One important caveat for color work is that if you do not have an RGB histogram, but only an average histogram of all the colors it is possible to blow out one color (usually red) without knowing it. That is why an RGB and an averaged histogram (usually displayed as grey) is so important. To this day I wonder why the Leica M11 only has an averaged histogram. Fuji actually does better at displaying histograms (3 colors plus one average) versus Leica.
 

dj may

Well-known member
If there are strong colors in the red area, I expose less than the light meter indicates, to avoid overexposure. Sometimes I compensate by up to two stops. This is not underexposure; it is the correct exposure for the red channel. As in many situations, one has to choose a trade-off for what is most important for the intended result.

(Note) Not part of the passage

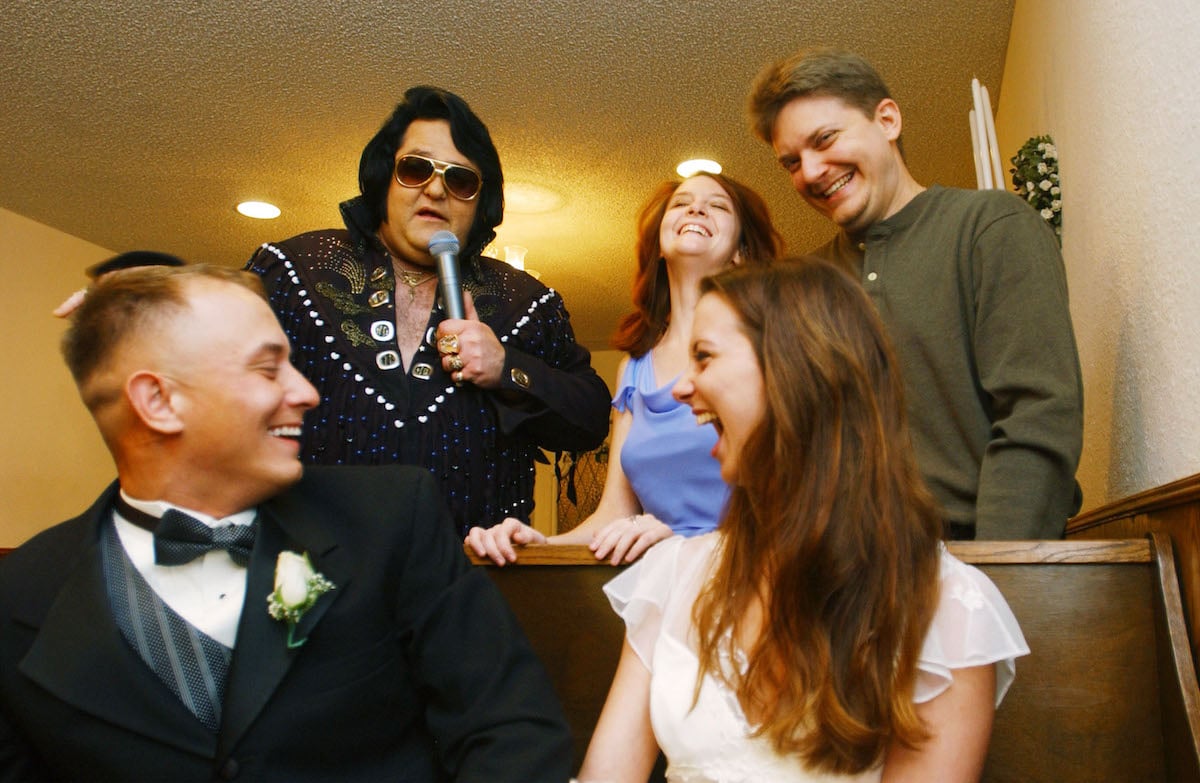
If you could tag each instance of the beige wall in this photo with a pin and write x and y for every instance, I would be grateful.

Most of my work is black and white.
 

pegelli

Well-known member
Fuji actually does better at displaying histograms (3 colors plus one average) versus Leica.
My Sony's are the same in that respect, they also display 4 histograms. My Leica M246Monochrom only one, but that makes sense ;)
 

Godfrey

Well-known member
In complete disregard of ETTR, I spend a little bit of time the other day exposing ATWTTL (all the way to the left) in order to see what forcing the M10-M to produce a grainy/noisy image might be like. I found that I can get a nice grainy image at ISO 800 by setting exposure to about 4 stops under what the meter suggests as correct and then ramping up the Exposure setting in LR Classic, and the M10M noise is actually fairly pleasant to look at.

ETTR ... eh, I just make my best guess and work it in LR Classic. If it sucks, I discard the exposure. Exposing anything to the point of clipping in highlights where detail is required is an automatic discard.